Несколько капель пота скатились по вискам Уэбба.

— С тобой могло произойти примерно это… — туманно, но ласково сказал он Карасубе, и, без единого жеста со стороны пироманта, пять чёрно-белых огоньков медленно, словно дефилируя, на невидимых волнах поплыли к подобию меча. — … вспомни уничтоженные тобой мои клинки — это были отнюдь не плохая сталь или криворукий кузнец.

Оружие зависло в паре метров перед Карасубой и Энтони, а после в него вгрызлось в… нечто, по виду напоминающее металл.

Карасуба не знала, как — да и вообще даже приблизительно не могла понять, как объяснить такое поведение невозможного огня, — однако маленькие чёрно-серые огоньки, жадно поедающие оружие, оставляли за собой следы, словно что-то вгрызалось мелкими, крутящимися подобно миниатюрным свёрлам, зубами и откусывало кусочек за кусочком.

Ей стало плоховато… в ушах, где-то на грани сознания, словно девушка была контужена, а до неё пытались дозваться, слышался невероятный по силе женский крик, а где-то ещё глубже — впрочем, вот это уже точно лишь рисовало перевозбудившееся сознание — слышался противный, мерзкий до глубины души, скрипучий старческий хохот в несколько голосов.

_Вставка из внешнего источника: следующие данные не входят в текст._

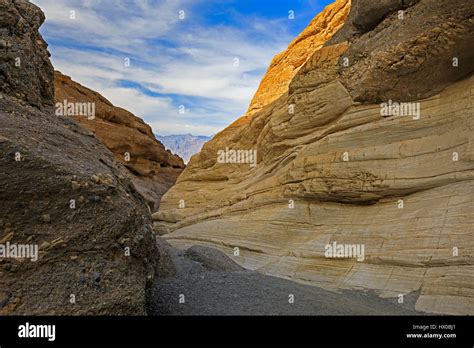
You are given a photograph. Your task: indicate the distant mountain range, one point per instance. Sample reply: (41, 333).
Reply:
(183, 145)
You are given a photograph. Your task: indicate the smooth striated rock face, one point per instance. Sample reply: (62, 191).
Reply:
(154, 169)
(68, 209)
(331, 168)
(184, 145)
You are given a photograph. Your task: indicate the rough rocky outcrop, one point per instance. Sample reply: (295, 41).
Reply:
(286, 64)
(184, 145)
(154, 169)
(64, 193)
(25, 69)
(331, 168)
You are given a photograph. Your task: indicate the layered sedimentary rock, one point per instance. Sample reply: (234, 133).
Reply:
(335, 166)
(154, 169)
(75, 235)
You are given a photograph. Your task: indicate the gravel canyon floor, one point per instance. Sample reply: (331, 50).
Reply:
(206, 282)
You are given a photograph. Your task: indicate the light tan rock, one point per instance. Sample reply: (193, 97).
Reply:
(401, 187)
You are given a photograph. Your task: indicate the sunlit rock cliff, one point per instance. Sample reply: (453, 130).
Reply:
(364, 138)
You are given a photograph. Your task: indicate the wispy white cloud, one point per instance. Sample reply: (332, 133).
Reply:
(173, 61)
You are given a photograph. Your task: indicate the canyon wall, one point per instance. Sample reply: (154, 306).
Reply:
(333, 166)
(153, 169)
(75, 235)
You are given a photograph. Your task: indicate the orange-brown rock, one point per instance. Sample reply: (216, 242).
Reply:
(332, 167)
(286, 64)
(154, 169)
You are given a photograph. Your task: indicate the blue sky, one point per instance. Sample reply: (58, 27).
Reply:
(187, 62)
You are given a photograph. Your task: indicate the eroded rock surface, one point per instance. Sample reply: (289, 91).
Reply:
(154, 169)
(63, 192)
(331, 168)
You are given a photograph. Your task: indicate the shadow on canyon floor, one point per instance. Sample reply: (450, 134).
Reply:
(212, 284)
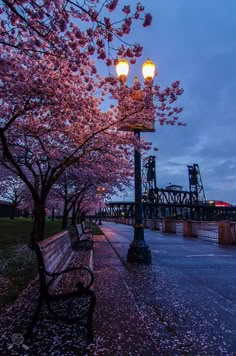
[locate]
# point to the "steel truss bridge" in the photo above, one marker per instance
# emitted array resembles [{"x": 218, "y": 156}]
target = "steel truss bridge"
[
  {"x": 171, "y": 202},
  {"x": 175, "y": 204}
]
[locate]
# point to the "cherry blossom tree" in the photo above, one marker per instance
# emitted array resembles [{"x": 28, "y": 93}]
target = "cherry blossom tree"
[
  {"x": 51, "y": 93},
  {"x": 13, "y": 190}
]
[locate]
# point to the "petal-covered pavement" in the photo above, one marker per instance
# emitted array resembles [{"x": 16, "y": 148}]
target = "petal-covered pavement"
[{"x": 183, "y": 304}]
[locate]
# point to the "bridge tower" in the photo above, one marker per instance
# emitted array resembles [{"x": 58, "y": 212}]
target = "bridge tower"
[
  {"x": 197, "y": 194},
  {"x": 150, "y": 183}
]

Казалось, что чем больше нарастал женский вопль, тем громче становился многоголосый старческий смех, а движение маленьких чёрных огоньков, то пожирающих наружность, то полностью скрывающихся в недрах подобия меча, всё замедлялось и замедлялось.

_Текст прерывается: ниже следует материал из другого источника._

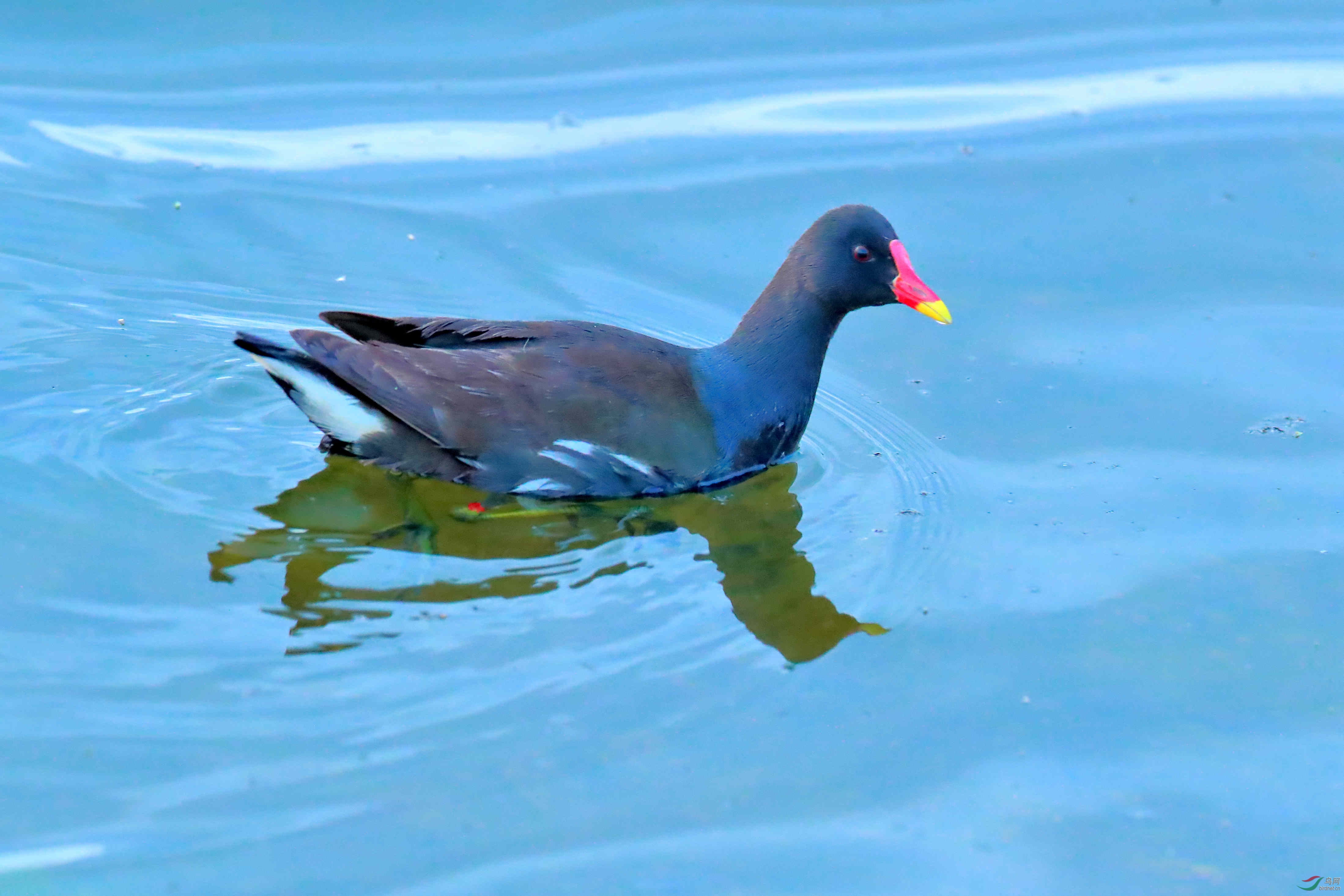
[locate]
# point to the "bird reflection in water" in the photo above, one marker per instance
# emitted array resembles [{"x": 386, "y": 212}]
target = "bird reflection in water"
[{"x": 750, "y": 528}]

Минута шла за минутой, но Карасуба не могла оторвать взгляд от пожираемого оружия. Что-то внутри говорило ей, что эта сцена должна на веки отпечататься в её сознании.

Не осталось ни крошки, ни вылетевшей искры, ни упавшей капли словно и вовсе не расплавлявшегося под термическим воздействием металла.

— Запомни… — Уэбб, в чью подрагивающую руку вернулись огоньки, тяжело дышал, заставив Карасубу резко обернуться, и только лишь сейчас понять, что Энтони не сделал ни единого вздоха за время акта уничтожения меча — ни разу плотно прижатая ко груди парня спина Карасубы не почувствовала подъёма грудной клетки Уэбба — и лишь сейчас та начала с заметным усилием колебаться. — Вот тот итог, то что могло произойти… о нет-нет! — в который раз за ещё только разгорающийся день Энтони поднял руки в отрицательном жесте. — Ни я, ни кто-либо другой не может предсказать исход в подобном, уж поверь! Попытайся ты выпустить направленно свою духовную энергию и покрыть ею клинок, чтобы он ещё эффективнее пожирал оппонента сейчас — и, думаю, твоё собственное тело будет пожрано этим пламенем. — Уэбб недоговаривал. Уэбб что-то недоговаривал. Как связано пожирание пламенем некоего оружия и «пожирание тела»? — Это — тот наихудший вариант, что мог-бы случиться, взыграй та ядрёная смесь смертей тысяч, напитанных болью и страданиями ошмётками отнюдь не самых слабых душ, происходящей с твоей энергетикой мутацией и капель моей духовной энергии… бесконечно большое количество разных, вплоть до незначительных в «сейчас», но критических в «завтра», вариантов могли произойти с тобой, не пади ты в резню ради самой её идеи, в пытки — лишь ради самих пыток, а муки твоих жертв не стань тебе амброзией на залитом свежей кровью тысяч теле.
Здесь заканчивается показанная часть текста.